A shopkeeper sold two articles, A and B, at a profit of `30%` and `40%`respectively. What is the overall profit earned by the shopkeeper after selling both articles (A and B)?
I Had shopkeeper sold article A at a profit of `20%` and article B at a loss of `10%`, the selling price of both the articles would have been the same.
II. The cost price of article B is 200 more than the cost price of article A.

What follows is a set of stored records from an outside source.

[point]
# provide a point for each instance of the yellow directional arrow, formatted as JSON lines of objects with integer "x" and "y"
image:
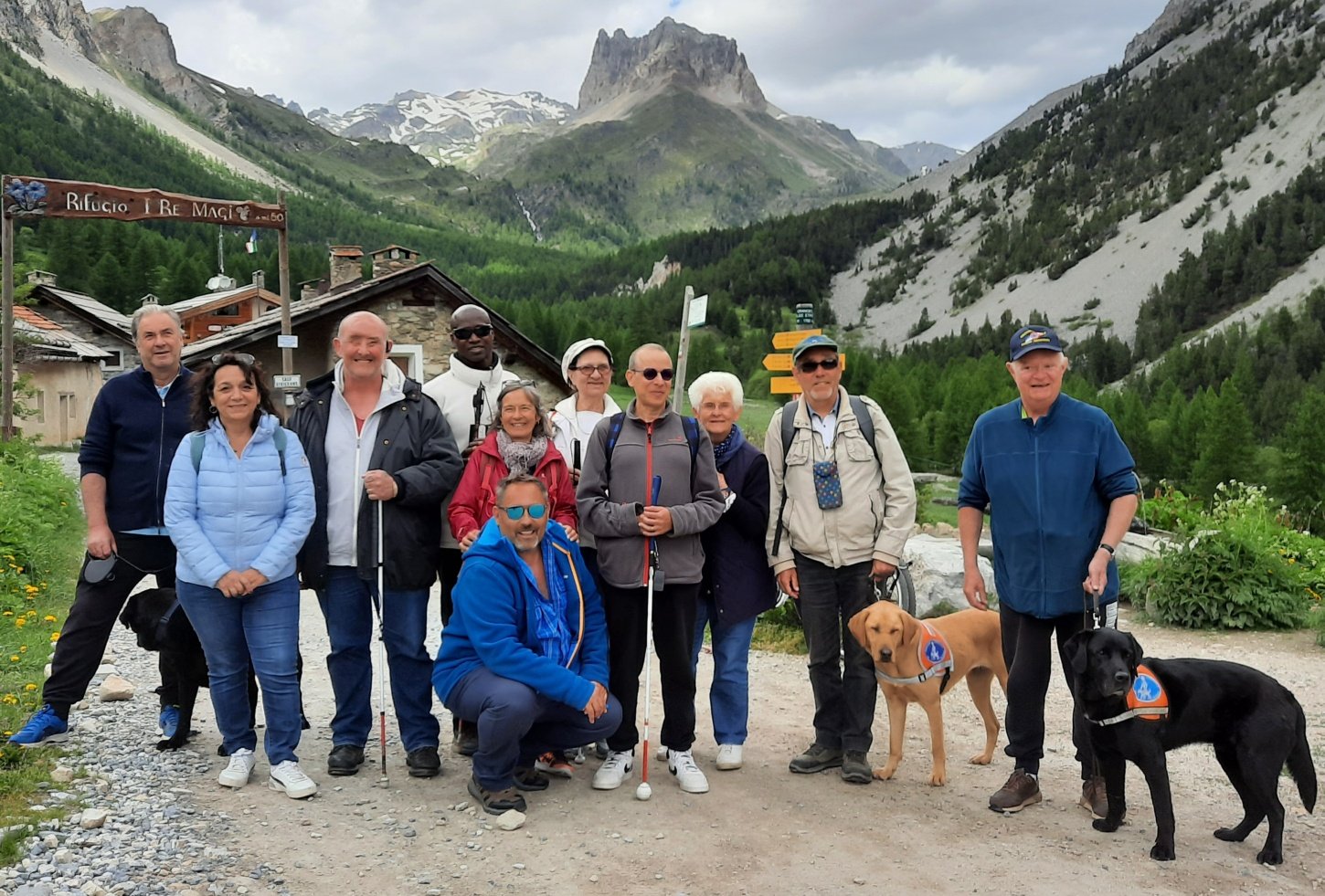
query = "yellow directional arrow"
{"x": 791, "y": 338}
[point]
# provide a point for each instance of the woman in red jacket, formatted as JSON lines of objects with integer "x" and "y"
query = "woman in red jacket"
{"x": 520, "y": 442}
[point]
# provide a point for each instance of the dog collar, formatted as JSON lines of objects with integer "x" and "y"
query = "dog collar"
{"x": 1146, "y": 699}
{"x": 934, "y": 657}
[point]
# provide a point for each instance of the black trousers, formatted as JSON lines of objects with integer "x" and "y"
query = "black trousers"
{"x": 1026, "y": 650}
{"x": 93, "y": 616}
{"x": 673, "y": 637}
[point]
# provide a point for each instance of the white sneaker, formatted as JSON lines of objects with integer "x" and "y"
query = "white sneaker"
{"x": 615, "y": 769}
{"x": 688, "y": 775}
{"x": 238, "y": 772}
{"x": 289, "y": 778}
{"x": 729, "y": 757}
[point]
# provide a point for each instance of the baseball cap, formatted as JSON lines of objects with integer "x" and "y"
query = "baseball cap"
{"x": 1030, "y": 339}
{"x": 811, "y": 342}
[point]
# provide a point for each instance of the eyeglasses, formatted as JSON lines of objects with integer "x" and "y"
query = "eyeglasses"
{"x": 517, "y": 511}
{"x": 652, "y": 374}
{"x": 589, "y": 370}
{"x": 810, "y": 367}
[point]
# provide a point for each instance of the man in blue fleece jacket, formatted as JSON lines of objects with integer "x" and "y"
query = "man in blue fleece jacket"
{"x": 1062, "y": 490}
{"x": 525, "y": 653}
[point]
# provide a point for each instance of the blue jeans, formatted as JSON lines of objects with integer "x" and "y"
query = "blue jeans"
{"x": 729, "y": 698}
{"x": 347, "y": 604}
{"x": 262, "y": 627}
{"x": 515, "y": 724}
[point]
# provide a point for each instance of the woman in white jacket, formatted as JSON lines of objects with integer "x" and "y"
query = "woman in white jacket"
{"x": 238, "y": 504}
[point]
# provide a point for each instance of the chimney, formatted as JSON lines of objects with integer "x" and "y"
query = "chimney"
{"x": 346, "y": 265}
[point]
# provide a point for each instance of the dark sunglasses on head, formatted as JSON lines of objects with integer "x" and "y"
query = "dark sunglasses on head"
{"x": 810, "y": 367}
{"x": 482, "y": 331}
{"x": 515, "y": 511}
{"x": 652, "y": 374}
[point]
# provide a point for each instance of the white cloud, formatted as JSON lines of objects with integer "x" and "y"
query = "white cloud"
{"x": 949, "y": 70}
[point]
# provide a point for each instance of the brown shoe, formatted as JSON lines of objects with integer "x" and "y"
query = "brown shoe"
{"x": 1095, "y": 797}
{"x": 1019, "y": 792}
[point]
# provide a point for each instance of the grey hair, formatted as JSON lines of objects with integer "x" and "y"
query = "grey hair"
{"x": 520, "y": 480}
{"x": 154, "y": 309}
{"x": 644, "y": 347}
{"x": 720, "y": 382}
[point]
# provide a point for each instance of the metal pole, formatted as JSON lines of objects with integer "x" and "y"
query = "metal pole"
{"x": 6, "y": 430}
{"x": 679, "y": 403}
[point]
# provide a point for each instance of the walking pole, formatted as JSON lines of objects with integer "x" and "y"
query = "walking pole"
{"x": 382, "y": 645}
{"x": 644, "y": 790}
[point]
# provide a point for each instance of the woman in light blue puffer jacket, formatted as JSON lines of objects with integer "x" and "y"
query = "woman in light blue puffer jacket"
{"x": 238, "y": 504}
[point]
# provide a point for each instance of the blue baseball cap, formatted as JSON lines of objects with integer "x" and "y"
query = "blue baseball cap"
{"x": 811, "y": 342}
{"x": 1031, "y": 339}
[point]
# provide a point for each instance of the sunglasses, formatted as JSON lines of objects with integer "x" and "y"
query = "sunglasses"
{"x": 652, "y": 374}
{"x": 810, "y": 367}
{"x": 517, "y": 512}
{"x": 588, "y": 370}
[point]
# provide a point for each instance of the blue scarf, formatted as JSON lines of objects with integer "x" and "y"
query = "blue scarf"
{"x": 726, "y": 448}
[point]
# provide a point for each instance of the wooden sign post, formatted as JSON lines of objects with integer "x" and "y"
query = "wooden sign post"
{"x": 38, "y": 197}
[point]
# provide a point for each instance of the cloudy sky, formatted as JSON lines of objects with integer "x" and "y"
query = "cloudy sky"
{"x": 891, "y": 70}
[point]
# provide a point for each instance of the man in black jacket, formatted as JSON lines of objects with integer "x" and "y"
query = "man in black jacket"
{"x": 371, "y": 436}
{"x": 132, "y": 432}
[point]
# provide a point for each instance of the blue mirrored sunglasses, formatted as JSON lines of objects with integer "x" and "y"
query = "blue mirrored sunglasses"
{"x": 515, "y": 511}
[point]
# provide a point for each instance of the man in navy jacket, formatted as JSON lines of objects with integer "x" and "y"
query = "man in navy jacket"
{"x": 135, "y": 425}
{"x": 1062, "y": 490}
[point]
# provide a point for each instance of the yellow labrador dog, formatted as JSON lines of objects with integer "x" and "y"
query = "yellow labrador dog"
{"x": 918, "y": 660}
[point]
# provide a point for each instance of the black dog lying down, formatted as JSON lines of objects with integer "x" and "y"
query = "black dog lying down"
{"x": 162, "y": 627}
{"x": 1254, "y": 722}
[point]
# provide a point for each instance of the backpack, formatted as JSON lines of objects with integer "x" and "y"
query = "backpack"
{"x": 692, "y": 436}
{"x": 789, "y": 432}
{"x": 195, "y": 448}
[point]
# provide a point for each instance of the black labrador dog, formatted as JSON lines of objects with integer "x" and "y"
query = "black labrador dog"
{"x": 161, "y": 625}
{"x": 1254, "y": 722}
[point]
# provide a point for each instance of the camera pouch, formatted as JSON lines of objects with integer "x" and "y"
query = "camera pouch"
{"x": 827, "y": 485}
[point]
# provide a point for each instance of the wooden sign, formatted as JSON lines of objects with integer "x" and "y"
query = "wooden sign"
{"x": 29, "y": 197}
{"x": 791, "y": 338}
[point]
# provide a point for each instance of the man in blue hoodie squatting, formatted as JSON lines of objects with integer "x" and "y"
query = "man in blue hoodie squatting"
{"x": 1062, "y": 491}
{"x": 525, "y": 651}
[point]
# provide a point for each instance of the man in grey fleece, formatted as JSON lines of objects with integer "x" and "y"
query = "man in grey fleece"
{"x": 615, "y": 506}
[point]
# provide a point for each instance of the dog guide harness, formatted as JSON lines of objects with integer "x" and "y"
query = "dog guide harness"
{"x": 1146, "y": 699}
{"x": 934, "y": 657}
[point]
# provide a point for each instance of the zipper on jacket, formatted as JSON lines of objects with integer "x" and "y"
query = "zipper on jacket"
{"x": 648, "y": 489}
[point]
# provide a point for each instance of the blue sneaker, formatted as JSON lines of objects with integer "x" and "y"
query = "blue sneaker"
{"x": 170, "y": 722}
{"x": 46, "y": 727}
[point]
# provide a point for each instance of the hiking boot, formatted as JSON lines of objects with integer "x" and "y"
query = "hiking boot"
{"x": 289, "y": 778}
{"x": 688, "y": 775}
{"x": 236, "y": 775}
{"x": 170, "y": 722}
{"x": 496, "y": 802}
{"x": 46, "y": 727}
{"x": 729, "y": 757}
{"x": 816, "y": 759}
{"x": 467, "y": 739}
{"x": 615, "y": 769}
{"x": 556, "y": 765}
{"x": 1019, "y": 792}
{"x": 854, "y": 768}
{"x": 344, "y": 759}
{"x": 530, "y": 778}
{"x": 1095, "y": 797}
{"x": 423, "y": 763}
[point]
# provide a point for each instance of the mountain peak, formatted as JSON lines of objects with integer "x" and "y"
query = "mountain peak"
{"x": 672, "y": 53}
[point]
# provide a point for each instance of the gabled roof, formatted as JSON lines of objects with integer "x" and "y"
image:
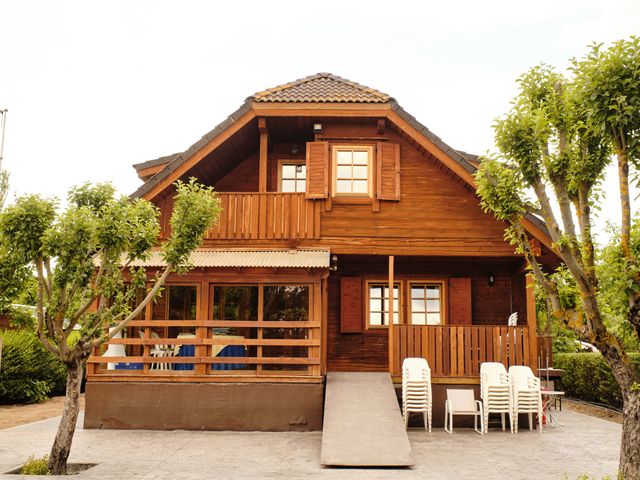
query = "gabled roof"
{"x": 321, "y": 88}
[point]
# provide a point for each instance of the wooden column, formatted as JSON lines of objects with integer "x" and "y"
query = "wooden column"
{"x": 264, "y": 144}
{"x": 391, "y": 327}
{"x": 532, "y": 323}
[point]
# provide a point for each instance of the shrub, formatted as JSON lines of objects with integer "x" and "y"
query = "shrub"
{"x": 587, "y": 377}
{"x": 36, "y": 466}
{"x": 29, "y": 373}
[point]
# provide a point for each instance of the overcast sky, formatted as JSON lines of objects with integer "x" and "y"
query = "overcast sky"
{"x": 93, "y": 87}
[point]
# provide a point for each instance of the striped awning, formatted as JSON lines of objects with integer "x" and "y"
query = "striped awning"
{"x": 247, "y": 258}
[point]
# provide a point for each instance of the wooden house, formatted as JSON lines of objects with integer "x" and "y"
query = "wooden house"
{"x": 334, "y": 199}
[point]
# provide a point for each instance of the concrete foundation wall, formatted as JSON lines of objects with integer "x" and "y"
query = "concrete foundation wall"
{"x": 204, "y": 406}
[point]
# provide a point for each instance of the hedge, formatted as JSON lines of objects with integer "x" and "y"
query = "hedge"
{"x": 29, "y": 373}
{"x": 587, "y": 377}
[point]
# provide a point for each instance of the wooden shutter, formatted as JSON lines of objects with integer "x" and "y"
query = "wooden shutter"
{"x": 460, "y": 301}
{"x": 317, "y": 170}
{"x": 388, "y": 174}
{"x": 350, "y": 305}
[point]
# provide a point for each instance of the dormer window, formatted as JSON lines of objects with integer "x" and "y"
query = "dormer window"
{"x": 292, "y": 176}
{"x": 352, "y": 171}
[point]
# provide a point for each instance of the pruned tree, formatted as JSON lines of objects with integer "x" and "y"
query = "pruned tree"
{"x": 557, "y": 141}
{"x": 82, "y": 258}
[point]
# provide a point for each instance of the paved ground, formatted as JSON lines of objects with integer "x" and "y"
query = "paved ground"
{"x": 584, "y": 445}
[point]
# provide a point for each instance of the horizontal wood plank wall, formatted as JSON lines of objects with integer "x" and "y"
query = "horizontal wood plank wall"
{"x": 458, "y": 351}
{"x": 266, "y": 216}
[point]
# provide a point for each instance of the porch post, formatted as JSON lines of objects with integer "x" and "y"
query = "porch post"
{"x": 391, "y": 326}
{"x": 264, "y": 143}
{"x": 532, "y": 323}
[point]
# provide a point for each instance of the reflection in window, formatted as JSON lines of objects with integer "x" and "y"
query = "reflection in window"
{"x": 293, "y": 177}
{"x": 426, "y": 305}
{"x": 379, "y": 304}
{"x": 235, "y": 303}
{"x": 352, "y": 171}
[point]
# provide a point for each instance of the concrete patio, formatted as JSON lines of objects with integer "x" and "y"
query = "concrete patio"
{"x": 584, "y": 445}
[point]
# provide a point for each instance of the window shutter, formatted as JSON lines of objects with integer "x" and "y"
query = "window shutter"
{"x": 460, "y": 301}
{"x": 388, "y": 175}
{"x": 350, "y": 305}
{"x": 317, "y": 170}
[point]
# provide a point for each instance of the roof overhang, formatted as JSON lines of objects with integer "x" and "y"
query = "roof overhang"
{"x": 230, "y": 258}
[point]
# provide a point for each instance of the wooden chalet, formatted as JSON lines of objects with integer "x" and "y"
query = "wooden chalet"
{"x": 334, "y": 199}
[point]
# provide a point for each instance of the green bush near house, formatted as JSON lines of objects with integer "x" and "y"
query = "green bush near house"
{"x": 28, "y": 373}
{"x": 587, "y": 377}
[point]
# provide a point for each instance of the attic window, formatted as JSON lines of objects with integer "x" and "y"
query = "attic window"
{"x": 352, "y": 166}
{"x": 292, "y": 176}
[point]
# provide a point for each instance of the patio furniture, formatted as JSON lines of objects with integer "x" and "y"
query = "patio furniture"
{"x": 495, "y": 392}
{"x": 526, "y": 395}
{"x": 462, "y": 402}
{"x": 416, "y": 390}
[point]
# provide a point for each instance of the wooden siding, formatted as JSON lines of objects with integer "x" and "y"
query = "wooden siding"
{"x": 458, "y": 351}
{"x": 266, "y": 216}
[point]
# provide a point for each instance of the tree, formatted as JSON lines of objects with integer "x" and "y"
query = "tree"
{"x": 81, "y": 257}
{"x": 562, "y": 133}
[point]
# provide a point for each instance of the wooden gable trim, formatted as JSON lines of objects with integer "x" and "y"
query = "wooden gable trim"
{"x": 198, "y": 155}
{"x": 460, "y": 171}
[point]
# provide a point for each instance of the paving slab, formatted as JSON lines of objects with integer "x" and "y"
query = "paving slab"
{"x": 362, "y": 424}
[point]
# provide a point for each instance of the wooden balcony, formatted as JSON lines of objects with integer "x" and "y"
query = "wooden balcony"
{"x": 458, "y": 351}
{"x": 266, "y": 216}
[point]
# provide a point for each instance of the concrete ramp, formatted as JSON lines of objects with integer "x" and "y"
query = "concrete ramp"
{"x": 363, "y": 424}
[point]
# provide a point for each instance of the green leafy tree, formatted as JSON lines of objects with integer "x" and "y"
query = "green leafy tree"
{"x": 81, "y": 257}
{"x": 561, "y": 134}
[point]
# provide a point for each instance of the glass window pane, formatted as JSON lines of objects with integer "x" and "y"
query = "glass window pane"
{"x": 288, "y": 171}
{"x": 433, "y": 305}
{"x": 344, "y": 172}
{"x": 359, "y": 172}
{"x": 360, "y": 158}
{"x": 287, "y": 303}
{"x": 433, "y": 319}
{"x": 235, "y": 303}
{"x": 418, "y": 319}
{"x": 360, "y": 186}
{"x": 417, "y": 305}
{"x": 433, "y": 291}
{"x": 288, "y": 186}
{"x": 343, "y": 186}
{"x": 182, "y": 302}
{"x": 344, "y": 157}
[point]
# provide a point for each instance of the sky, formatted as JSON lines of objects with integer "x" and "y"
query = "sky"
{"x": 92, "y": 87}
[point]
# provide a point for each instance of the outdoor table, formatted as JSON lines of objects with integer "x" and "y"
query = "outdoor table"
{"x": 548, "y": 398}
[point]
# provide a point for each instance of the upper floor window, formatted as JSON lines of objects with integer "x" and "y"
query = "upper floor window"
{"x": 352, "y": 170}
{"x": 292, "y": 176}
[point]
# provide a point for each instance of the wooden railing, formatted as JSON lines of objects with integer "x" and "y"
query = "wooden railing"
{"x": 458, "y": 351}
{"x": 285, "y": 348}
{"x": 266, "y": 216}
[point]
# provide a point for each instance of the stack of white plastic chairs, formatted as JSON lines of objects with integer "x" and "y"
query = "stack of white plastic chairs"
{"x": 526, "y": 396}
{"x": 495, "y": 392}
{"x": 416, "y": 390}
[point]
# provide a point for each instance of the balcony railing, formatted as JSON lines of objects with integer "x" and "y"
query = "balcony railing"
{"x": 266, "y": 216}
{"x": 204, "y": 348}
{"x": 458, "y": 351}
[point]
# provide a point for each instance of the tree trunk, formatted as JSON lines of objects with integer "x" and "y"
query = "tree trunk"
{"x": 630, "y": 445}
{"x": 62, "y": 444}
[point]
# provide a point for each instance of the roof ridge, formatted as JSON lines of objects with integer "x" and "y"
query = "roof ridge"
{"x": 309, "y": 78}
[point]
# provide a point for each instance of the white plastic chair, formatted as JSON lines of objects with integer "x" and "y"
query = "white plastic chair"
{"x": 495, "y": 393}
{"x": 525, "y": 395}
{"x": 462, "y": 402}
{"x": 416, "y": 390}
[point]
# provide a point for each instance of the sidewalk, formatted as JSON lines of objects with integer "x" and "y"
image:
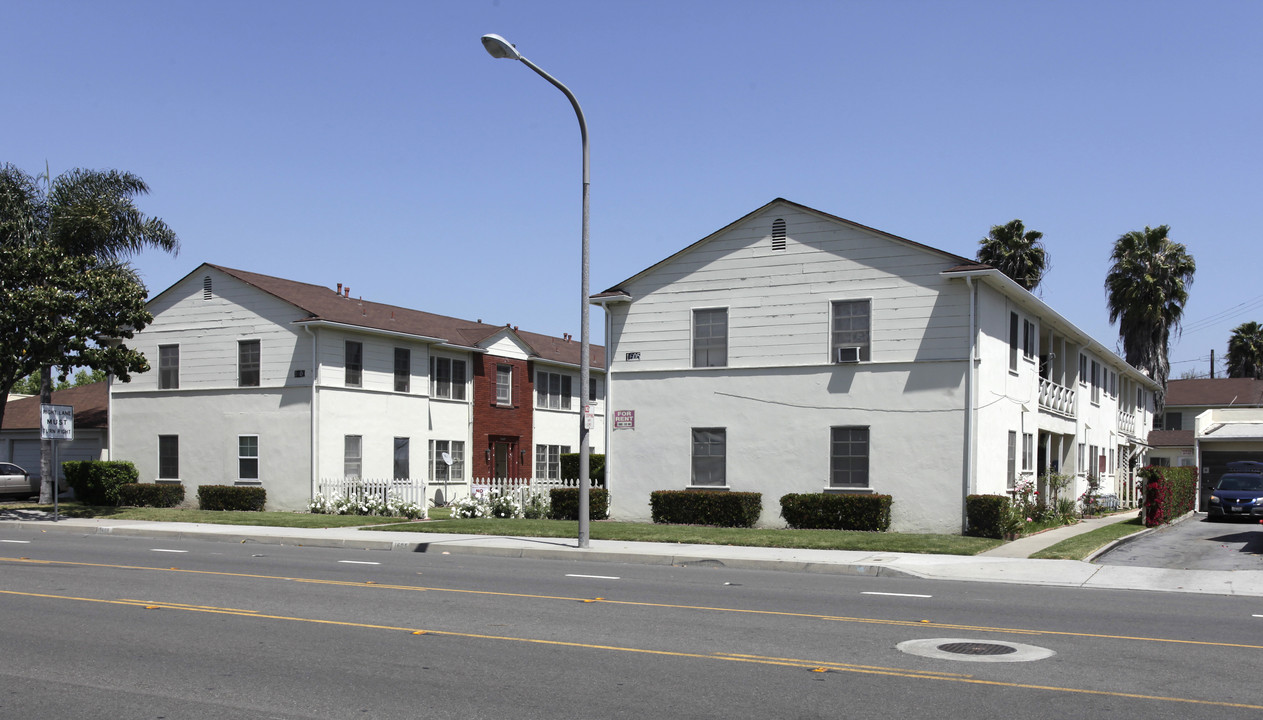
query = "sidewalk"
{"x": 995, "y": 566}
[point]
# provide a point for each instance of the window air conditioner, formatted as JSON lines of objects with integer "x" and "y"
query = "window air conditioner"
{"x": 846, "y": 355}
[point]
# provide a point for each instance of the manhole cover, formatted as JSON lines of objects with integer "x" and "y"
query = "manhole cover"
{"x": 964, "y": 649}
{"x": 976, "y": 649}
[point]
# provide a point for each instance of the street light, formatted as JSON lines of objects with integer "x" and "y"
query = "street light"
{"x": 502, "y": 48}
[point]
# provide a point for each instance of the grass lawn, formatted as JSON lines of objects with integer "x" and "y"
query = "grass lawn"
{"x": 210, "y": 517}
{"x": 1081, "y": 546}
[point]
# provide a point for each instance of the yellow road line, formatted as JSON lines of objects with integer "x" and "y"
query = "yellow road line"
{"x": 723, "y": 657}
{"x": 673, "y": 606}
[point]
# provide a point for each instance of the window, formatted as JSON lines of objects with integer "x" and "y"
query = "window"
{"x": 248, "y": 457}
{"x": 709, "y": 456}
{"x": 403, "y": 370}
{"x": 548, "y": 460}
{"x": 848, "y": 461}
{"x": 447, "y": 378}
{"x": 438, "y": 468}
{"x": 168, "y": 366}
{"x": 168, "y": 457}
{"x": 552, "y": 390}
{"x": 402, "y": 461}
{"x": 1013, "y": 341}
{"x": 504, "y": 384}
{"x": 853, "y": 322}
{"x": 1011, "y": 481}
{"x": 354, "y": 363}
{"x": 248, "y": 363}
{"x": 353, "y": 456}
{"x": 710, "y": 337}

To solve the problem, we need to determine the overall profit earned by the shopkeeper after selling two articles, A and B, at different profit percentages. Let's break down the solution step by step. ### Step-by-Step Solution: 1. **Understanding the Profit Percentages**: - Article A is sold at a profit of 30%. - Article B is sold at a profit of 40%. 2. **Let’s Define Variables**: - Let the cost price of article A be \( CP_A \). - Let the cost price of article B be \( CP_B \). 3. **Calculating Selling Prices**: - The selling price of article A (SP_A) can be calculated as: \[ SP_A = CP_A + 0.3 \times CP_A = 1.3 \times CP_A \] - The selling price of article B (SP_B) can be calculated as: \[ SP_B = CP_B + 0.4 \times CP_B = 1.4 \times CP_B \] 4. **Overall Profit Calculation**: - The overall profit can be determined by calculating the total selling price minus the total cost price: \[ \text{Overall Profit} = (SP_A + SP_B) - (CP_A + CP_B) \] - Substituting the expressions for SP_A and SP_B: \[ \text{Overall Profit} = (1.3 \times CP_A + 1.4 \times CP_B) - (CP_A + CP_B) \] - Simplifying this gives: \[ \text{Overall Profit} = (1.3 \times CP_A - CP_A) + (1.4 \times CP_B - CP_B) = 0.3 \times CP_A + 0.4 \times CP_B \] 5. **Using the Statements**: - **Statement I**: If the shopkeeper sold article A at a profit of 20% and article B at a loss of 10%, the selling price of both articles would have been the same. - This gives us the equation: \[ 1.2 \times CP_A = 0.9 \times CP_B \] - **Statement II**: The cost price of article B is 200 more than the cost price of article A. - This gives us the equation: \[ CP_B = CP_A + 200 \] 6. **Combining the Statements**: - From Statement I, we can express \( CP_B \) in terms of \( CP_A \): \[ CP_B = \frac{1.2}{0.9} \times CP_A = \frac{4}{3} \times CP_A \] - From Statement II, we have: \[ CP_B = CP_A + 200 \] - Setting these two expressions for \( CP_B \) equal to each other: \[ \frac{4}{3} \times CP_A = CP_A + 200 \] - Solving this equation will allow us to find the cost prices of A and B. 7. **Final Calculation**: - Solving the equation: \[ \frac{4}{3} CP_A - CP_A = 200 \] \[ \frac{1}{3} CP_A = 200 \implies CP_A = 600 \] - Substituting back to find \( CP_B \): \[ CP_B = CP_A + 200 = 600 + 200 = 800 \] - Now we can calculate the overall profit: \[ \text{Overall Profit} = 0.3 \times 600 + 0.4 \times 800 = 180 + 320 = 500 \] ### Conclusion: The overall profit earned by the shopkeeper after selling both articles A and B is **500**.